3. Il motivo in tema di sussistenza del delitto di truffa, ed in particolare dell’elemento psicologico, è inammissibile perché del tutto generico, non essendosi affatto confrontato con le argomentazioni svolte dalla Corte territoriale per disattendere il motivo di appello.
Nella sentenza impugnata è stato evidenziato come la sistematica alterazione dei modelli F24, nei quali l’imputato faceva figurare somme di gran lunga superiori a quelle effettivamente pagate all’Erario, costituisce la prova inequivocabile dell’intendo truffaldino e della mala fede di M., che tratteneva per sé la differenza fra quanto ricevuto dal proprio cliente e quanto versato effettivamente all’Agenzia delle Entrate.
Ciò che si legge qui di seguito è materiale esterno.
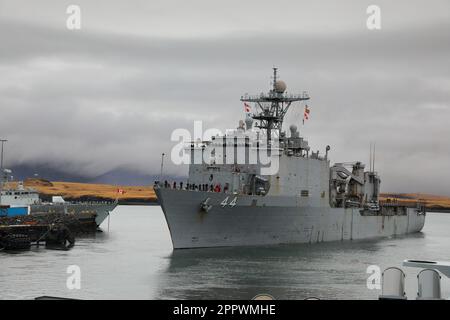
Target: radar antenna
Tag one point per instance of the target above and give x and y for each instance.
(273, 106)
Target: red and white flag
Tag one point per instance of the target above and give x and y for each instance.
(306, 114)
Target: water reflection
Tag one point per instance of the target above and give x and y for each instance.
(334, 270)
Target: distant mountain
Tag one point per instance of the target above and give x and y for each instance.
(115, 177)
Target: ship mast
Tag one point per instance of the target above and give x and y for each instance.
(273, 106)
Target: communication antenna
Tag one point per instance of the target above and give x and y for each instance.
(3, 142)
(373, 166)
(273, 106)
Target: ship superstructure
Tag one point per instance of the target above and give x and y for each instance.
(259, 185)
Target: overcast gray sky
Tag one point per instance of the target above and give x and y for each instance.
(108, 96)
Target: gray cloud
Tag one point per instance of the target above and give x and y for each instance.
(108, 96)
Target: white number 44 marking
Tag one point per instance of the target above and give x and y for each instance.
(231, 204)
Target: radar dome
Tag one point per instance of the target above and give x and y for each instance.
(280, 86)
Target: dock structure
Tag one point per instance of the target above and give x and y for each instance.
(55, 230)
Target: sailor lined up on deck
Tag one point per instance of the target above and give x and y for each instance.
(195, 187)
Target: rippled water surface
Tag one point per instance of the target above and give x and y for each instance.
(134, 260)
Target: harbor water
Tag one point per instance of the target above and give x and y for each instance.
(135, 260)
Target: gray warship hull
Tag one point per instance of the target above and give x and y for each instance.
(100, 210)
(256, 220)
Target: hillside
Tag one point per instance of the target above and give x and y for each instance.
(89, 192)
(146, 194)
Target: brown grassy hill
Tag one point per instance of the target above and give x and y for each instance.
(146, 194)
(87, 191)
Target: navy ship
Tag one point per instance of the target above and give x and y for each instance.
(259, 185)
Escludendo, dunque, che si fosse “trattato di meri errori ed incompetenza professionale” e, quindi, di un “fatto solo colposo”, la Corte di appello ha respinto il motivo di gravame sul punto.
A fronte di questa specifica motivazione, pure riportata nel ricorso, la difesa ha così replicato: “Trattasi, quindi, di colpa” (pag. 11).
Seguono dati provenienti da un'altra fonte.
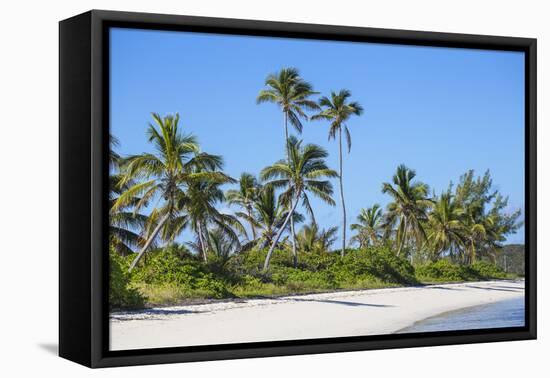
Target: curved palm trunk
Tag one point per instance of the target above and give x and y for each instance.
(402, 236)
(149, 241)
(279, 233)
(342, 196)
(202, 242)
(292, 232)
(249, 210)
4. Generici o manifestamente infondati sono gli altri motivi, diversi da quelli inerenti alla prescrizione.
4.1. In ordine alla circostanze aggravanti, priva di motivo a sostegno è la richiesta di esclusione di quella prevista dall’art. 61, primo comma n. 11, cod. pen., mentre generica è la doglianza relativa a quella ex art. 61, primo comma n. 7, cod. pen., sulla quale nella sentenza impugnata vi è specifica motivazione.
4.2. Quanto al diniego delle attenuanti generiche, la Corte di appello ha considerato in senso negativo la gravità delle condotte, aderendo all’ampia motivazione sul punto del primo giudice.
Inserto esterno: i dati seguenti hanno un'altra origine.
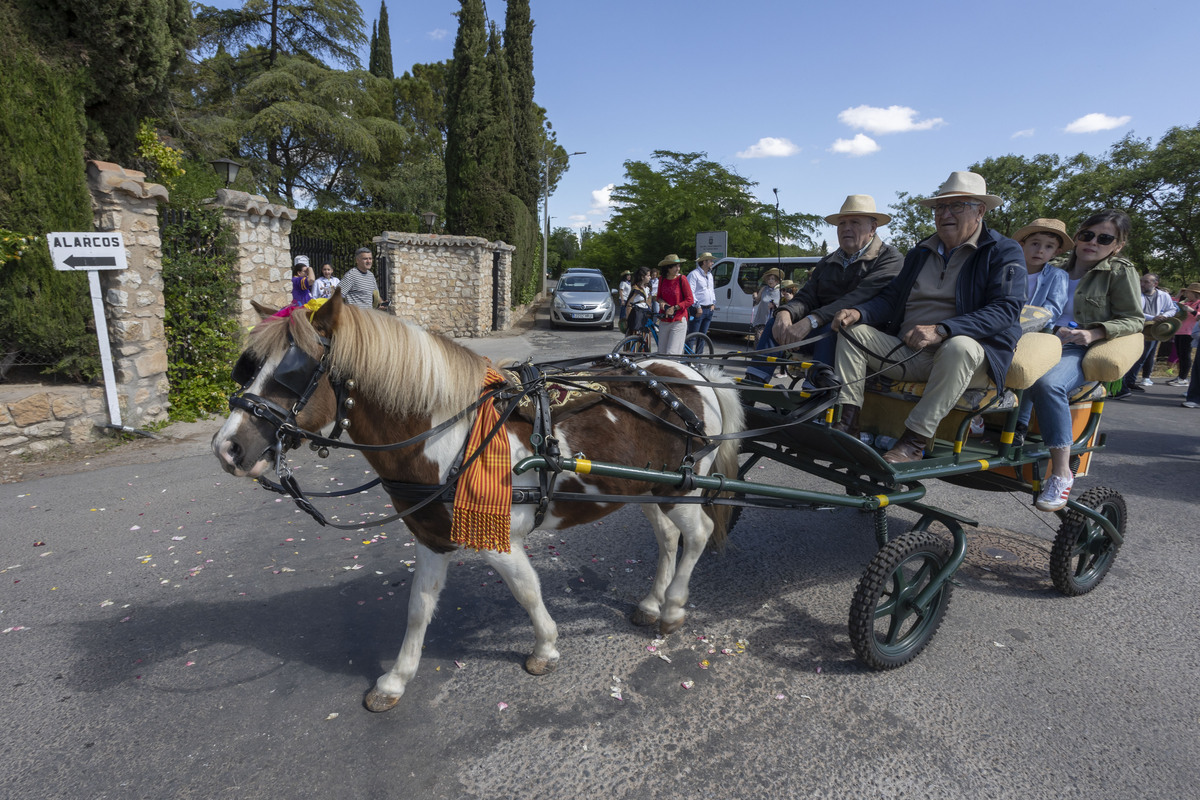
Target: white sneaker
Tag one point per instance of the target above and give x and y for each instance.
(1054, 493)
Va ribadito, infatti, che dette attenuanti non possono essere intese come oggetto di benevola e discrezionale “concessione” del giudice, ma come il riconoscimento di situazioni non contemplate specificamente, non comprese cioè tra le circostanze da valutare ai sensi dell’art. 133 cod. pen.: «posto che la ragion d’essere della relativa previsione normativa è quella di consentire al giudice un adeguamento, in senso più favorevole all’imputato, della sanzione prevista dalla legge, in considerazione di peculiari e non codificabili connotazioni tanto del fatto quanto del soggetto che di esso si è reso responsabile, ne deriva che la meritevolezza di detto adeguamento non può mai essere data per scontata o per presunta, sì da dar luogo all’obbligo, per il giudice, ove questi ritenga invece di escluderla, di giustificarne sotto ogni possibile profilo, l’affermata insussistenza» (così Sez. 1, n. 46568 del 18/05/2017, Lamin, Rv. 271315; in senso conforme v., ex plurimis, Sez. 2, n. 35570 del 30/05/2017, Di Luca, Rv. 270694, nonché, da ultimo, Sez. 2, n. 44221 del 12/07/2018, Cicciù, Rv. 273819, in motivazione).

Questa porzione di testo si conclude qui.